The results of a new study demonstrate the fragility of using voice as an authentication method. Its researchers question the security of these modern systems and urge users to rethink their trust in them, in light of the real threat that attackers will circumvent these measures to gain access to their most valuable resources.
Voice authentication systems are becoming increasingly popular as a secure way to verify a person’s identity. I myself use them as the necessary requirement to make immediate transfers in my bank’s application. However, a new study by computer scientists at the University of Waterloo has revealed that these identification systems may not be as secure as we think. Attackers can crack the voice of these systems with up to 99% success in as few as six attempts.
Fool voice identifier
The study was conducted by computer scientists at the University of Waterloo in Canada. The researchers developed a method that evades spoofing countermeasures and can fool most voice authentication systems within the first six attempts. The method consists of generating antagonistic audio samples that are designed to fool voice authentication. system.
The researchers tested their method on 18 commercial voice authenticators and found that they were able to bypass all of them with a success rate of up to 99% in six attempts. Systems tested included those used by banks, credit card brands, and voice assistants. They also tested against Amazon Connect voice authentication. The result shows a 10% success rate on a 4 second attack. However, in less than 30 seconds, the success rate jumped to 40% and after six attempts, it reached 99%.
not secure authentication
The results of the study have huge implications for the future of voice authentication. The study shows that these systems are vulnerable to attacks and may not be as secure as one might think. Attackers can use the method developed by the researchers or a similar one to bypass voice authentication. systems with a high success rate.
The study also highlights the need for better security measures to protect against voice authentication attacks. The researchers suggest that these identification systems should use stronger anti-spoofing measures to prevent attackers from generating adversarial audio samples.
Scientists at the Univ. of Waterloo are not the only ones to have done this kind of research. A research team from cybersecurity firm Pindrop conducted a similar study, and the results aren’t too far off from the claims mentioned above. This pindrop studio analyzed the weakness of knowledge-based questions used by voice authentication systems.

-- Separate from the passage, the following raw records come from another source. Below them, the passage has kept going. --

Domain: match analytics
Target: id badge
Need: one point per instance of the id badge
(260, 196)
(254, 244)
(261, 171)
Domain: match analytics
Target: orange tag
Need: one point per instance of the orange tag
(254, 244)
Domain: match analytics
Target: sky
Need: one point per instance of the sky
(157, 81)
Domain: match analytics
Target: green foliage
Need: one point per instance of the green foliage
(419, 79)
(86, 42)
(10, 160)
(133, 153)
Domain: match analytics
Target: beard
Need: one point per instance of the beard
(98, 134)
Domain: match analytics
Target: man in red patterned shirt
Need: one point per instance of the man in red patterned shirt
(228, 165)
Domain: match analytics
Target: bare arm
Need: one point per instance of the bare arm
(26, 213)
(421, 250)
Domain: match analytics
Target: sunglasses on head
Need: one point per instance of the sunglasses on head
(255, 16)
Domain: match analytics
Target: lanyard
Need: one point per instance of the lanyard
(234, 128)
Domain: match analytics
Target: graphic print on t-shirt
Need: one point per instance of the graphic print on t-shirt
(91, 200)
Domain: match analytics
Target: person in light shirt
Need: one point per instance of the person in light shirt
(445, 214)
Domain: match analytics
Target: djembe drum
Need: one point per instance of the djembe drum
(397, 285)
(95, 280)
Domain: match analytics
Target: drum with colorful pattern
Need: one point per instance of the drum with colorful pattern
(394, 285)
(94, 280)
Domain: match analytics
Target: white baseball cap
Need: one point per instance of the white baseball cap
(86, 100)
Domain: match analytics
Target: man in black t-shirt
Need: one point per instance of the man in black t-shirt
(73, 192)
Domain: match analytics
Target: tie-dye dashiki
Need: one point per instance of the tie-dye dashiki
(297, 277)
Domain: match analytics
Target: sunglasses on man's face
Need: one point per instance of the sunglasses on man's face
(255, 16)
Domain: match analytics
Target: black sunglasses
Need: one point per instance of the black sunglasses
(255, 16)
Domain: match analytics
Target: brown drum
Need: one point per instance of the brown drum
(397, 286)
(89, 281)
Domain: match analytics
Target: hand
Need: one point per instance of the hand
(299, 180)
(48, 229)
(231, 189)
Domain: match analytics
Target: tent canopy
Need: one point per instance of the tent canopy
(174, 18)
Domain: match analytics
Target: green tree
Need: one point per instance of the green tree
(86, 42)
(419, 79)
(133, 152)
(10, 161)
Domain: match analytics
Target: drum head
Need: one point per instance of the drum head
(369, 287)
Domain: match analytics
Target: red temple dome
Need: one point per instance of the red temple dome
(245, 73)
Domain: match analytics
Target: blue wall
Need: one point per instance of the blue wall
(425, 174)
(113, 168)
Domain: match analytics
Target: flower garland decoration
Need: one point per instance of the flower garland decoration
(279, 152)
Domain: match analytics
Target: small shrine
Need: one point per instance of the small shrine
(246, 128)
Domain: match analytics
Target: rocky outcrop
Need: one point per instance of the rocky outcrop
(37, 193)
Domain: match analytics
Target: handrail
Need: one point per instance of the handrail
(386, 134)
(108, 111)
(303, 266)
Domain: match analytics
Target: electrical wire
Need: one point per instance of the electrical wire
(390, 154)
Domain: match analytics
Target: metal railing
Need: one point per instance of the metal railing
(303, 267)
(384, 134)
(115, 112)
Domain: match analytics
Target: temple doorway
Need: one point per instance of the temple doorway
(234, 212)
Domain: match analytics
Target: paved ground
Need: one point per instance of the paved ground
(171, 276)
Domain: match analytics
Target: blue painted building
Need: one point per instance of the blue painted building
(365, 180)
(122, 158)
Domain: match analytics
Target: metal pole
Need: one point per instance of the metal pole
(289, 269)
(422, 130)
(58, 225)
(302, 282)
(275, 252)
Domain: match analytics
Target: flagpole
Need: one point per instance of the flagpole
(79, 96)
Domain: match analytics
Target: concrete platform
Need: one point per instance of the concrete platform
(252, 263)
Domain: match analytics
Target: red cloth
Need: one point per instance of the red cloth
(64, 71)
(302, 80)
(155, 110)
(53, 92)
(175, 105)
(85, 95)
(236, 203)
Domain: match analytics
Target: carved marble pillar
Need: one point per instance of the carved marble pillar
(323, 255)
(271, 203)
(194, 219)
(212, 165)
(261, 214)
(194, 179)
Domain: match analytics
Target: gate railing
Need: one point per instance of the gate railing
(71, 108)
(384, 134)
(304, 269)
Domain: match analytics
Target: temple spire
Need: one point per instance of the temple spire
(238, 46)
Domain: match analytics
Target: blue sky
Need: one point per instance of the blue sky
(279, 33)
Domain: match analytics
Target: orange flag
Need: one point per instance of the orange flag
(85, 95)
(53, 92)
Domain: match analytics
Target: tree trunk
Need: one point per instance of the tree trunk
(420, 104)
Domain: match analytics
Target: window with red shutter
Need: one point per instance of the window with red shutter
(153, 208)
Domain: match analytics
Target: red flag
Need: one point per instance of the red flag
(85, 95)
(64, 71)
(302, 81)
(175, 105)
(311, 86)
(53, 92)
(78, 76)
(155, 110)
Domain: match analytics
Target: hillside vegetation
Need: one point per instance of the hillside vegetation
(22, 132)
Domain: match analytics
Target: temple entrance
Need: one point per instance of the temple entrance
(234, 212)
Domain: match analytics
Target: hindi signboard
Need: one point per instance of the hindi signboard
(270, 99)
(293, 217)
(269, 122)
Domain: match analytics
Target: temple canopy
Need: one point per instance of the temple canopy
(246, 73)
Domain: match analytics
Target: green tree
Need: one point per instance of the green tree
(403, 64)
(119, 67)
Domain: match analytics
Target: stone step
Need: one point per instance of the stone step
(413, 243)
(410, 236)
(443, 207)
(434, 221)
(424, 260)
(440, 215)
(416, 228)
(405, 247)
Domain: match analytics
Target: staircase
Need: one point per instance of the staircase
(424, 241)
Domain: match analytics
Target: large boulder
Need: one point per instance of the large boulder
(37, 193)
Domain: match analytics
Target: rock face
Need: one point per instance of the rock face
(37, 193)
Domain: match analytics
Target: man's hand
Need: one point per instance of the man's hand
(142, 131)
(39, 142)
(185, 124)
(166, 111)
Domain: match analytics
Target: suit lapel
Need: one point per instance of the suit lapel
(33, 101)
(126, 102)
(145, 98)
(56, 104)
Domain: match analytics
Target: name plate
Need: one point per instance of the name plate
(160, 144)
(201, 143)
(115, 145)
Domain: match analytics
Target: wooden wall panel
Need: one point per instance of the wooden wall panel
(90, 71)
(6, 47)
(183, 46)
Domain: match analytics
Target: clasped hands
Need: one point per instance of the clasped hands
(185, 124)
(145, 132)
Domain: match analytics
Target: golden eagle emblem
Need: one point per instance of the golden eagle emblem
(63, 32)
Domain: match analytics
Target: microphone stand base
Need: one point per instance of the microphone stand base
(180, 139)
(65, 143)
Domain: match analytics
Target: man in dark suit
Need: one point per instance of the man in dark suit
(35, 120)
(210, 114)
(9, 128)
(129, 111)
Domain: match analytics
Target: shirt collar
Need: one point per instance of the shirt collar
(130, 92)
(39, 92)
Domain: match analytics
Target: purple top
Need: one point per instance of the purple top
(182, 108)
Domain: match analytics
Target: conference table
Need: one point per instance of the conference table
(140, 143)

The study analyzed data from more than 500 million calls to contact centers in the United States and Europe. It found that hackers could pass knowledge-based authentication questions 92 percent of the time. This means that the hackers were able to answer questions like “What is your mother’s maiden name?” correctly 92 percent of the time. This is an equally worrying finding, as knowledge-based authentication questions are commonly used in voice authentication systems.